(A cena cultural nacional, corrijo, a cena cultural da corte da capital, está em polvorosa com as declarações viperinas e desbragadas da Ministra da Cultura Dalila Rodrigues sobre o Centro Cultural de Belém, CCB, e não apenas a instituição, mas fundamentalmente atingindo com estrondo o seu antecessor na pasta, Pedro Adão e Silva. Não sei exatamente explicar o aparente ataque de fúria e de libertação de fel que a ministra da Cultura deixou transparecer. Mas quero deixar aqui a contextualização de que não conheço pessoalmente nenhum dos personagens e que tenho a convicção de que o legado de Pedro Adão e Silva foi profundamente centralista e centralizador e por isso é que eu acho que a polvorosa de que falo atrás não é bem nacional, mas claramente um assunto da Corte. As acusações de Dalila Rodrigues são gravíssimas, elas envolvem questões como compadrios, tomada de poder numa instituição, aglomerações de interesses organizados numa espécie de takeover sobre uma instituição que tudo indicava estar em franca recuperação e retoma da importância que já teve. Quero dizer também que não sou ingénuo ao ponto de pensar que a cultura é um mundo imaculado de ausência de grupos e grupinhos que se auto-protegem com energia. É verdade que a reação à decisão da Ministra de afastar a Presidente Executiva do CCB Francisca Carneiro Fernandes por parte dos trabalhadores do CCB e do meio cultural, inclusivamente europeu, foi intensa e vibrante, o que sugere em si a estranheza da decisão. Mas o ponto em que gostaria de insistir é que as declarações viperinas da Ministra não podem ficar pelos títulos dos jornais. A gravidade do que foi dito é tal que ou uma rigorosa e ampla investigação é realizada, com escrutínio o mais possível público, ou então a cultura estará entregue à bicharada e ao simples arbítrio. O ex-ministro já veio a terreiro defender-se e tem todo o direito de o fazer, porque também pode estar aqui a acontecer uma mal-sucedida tentativa de iniciar um novo ciclo cultural, em linha com a posição política do novo governo, e o lançamento de fogo de artifício para encobrir a pobreza da mudança. Não nos esqueçamos que estamos perante um governo minoritário, pelo que a arrogância de tudo mudar parece-me deslocada.)

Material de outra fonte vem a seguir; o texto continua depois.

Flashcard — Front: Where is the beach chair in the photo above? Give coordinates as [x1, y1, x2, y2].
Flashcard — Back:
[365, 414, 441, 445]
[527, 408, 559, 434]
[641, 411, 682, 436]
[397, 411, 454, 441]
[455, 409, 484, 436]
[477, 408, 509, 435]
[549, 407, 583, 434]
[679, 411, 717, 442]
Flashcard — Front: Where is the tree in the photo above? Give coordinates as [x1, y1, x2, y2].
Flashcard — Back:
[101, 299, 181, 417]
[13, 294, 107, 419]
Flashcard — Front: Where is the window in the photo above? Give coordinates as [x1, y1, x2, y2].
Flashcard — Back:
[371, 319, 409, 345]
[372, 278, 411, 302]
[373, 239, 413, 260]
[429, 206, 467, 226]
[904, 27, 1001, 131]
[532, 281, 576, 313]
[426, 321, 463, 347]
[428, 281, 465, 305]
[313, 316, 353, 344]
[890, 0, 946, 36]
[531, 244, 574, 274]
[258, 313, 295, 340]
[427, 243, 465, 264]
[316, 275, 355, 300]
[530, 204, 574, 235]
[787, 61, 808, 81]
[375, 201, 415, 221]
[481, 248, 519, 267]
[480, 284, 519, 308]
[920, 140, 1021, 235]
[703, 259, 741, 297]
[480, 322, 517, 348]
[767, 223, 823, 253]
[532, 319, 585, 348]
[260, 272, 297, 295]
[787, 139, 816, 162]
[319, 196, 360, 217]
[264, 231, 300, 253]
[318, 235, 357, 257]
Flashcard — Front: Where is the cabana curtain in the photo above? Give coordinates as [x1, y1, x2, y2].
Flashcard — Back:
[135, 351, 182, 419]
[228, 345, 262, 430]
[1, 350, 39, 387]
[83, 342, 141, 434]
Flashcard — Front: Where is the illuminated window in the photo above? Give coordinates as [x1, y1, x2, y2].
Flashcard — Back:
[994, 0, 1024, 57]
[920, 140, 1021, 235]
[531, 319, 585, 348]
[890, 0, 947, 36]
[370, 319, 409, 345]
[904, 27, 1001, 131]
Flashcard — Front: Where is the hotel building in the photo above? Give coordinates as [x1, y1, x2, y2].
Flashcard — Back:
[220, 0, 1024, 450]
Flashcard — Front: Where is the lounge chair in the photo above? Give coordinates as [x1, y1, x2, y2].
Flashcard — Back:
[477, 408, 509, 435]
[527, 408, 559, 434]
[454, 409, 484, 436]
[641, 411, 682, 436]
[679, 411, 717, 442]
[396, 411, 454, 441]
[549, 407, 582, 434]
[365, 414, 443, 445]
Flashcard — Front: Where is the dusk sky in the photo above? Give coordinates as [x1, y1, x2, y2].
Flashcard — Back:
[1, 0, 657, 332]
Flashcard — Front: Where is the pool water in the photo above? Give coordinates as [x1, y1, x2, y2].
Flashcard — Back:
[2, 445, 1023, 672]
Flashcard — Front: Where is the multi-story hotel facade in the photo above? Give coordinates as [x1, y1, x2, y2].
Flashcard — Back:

Existem dois planos para avaliar se as declarações da ministra Dalila Rodrigues são ou não fundamentadas: uma auditoria jurídica é necessária para verificar se a gestão de Francisca Carneiro Fernandes correspondeu aos ditames orientadores da política pública; mas isso não será suficiente. Será necessário realizar uma avaliação independente para verificar se, habilmente ou não e protegido pelo respeito pela lei, o CCB foi alvo do tal takeover de que fala a Ministra (por exemplo, o confronto necessário entre concursos e nomeações). O que impressiona negativamente nas desbragadas declarações da Ministra é não haver nenhuma alusão ou comentário ao tipo de política praticada pela anterior Comissão Executiva. Essa ausência de valoração faz antever o pior. Sugere que qualquer que tenha sido a qualidade da remontada cultural do CCB, a Ministra tinha a decisão fisgada, ou seja aquele grupo de pessoas não lhe agradava, sendo a ideia da mudança de ciclo o cenário escolhido para viabilizar a troca dos “indesejáveis”.
Repito, não ponho as minhas mãos no fogo pela pureza da gestão do CCB e continuo a achar que a cultura está polvilhada de grupos de interesses não escrutinados publicamente. Mas para um governo minoritário, embora deslumbrado pelo poder, cheira-me a arrogância excessiva.
Se esta controvérsia vier a perder-se e não gerar consequências de escrutínio público, então a cultura pertencerá também ao mundo de um faroeste acantonada na manta protetora da capital.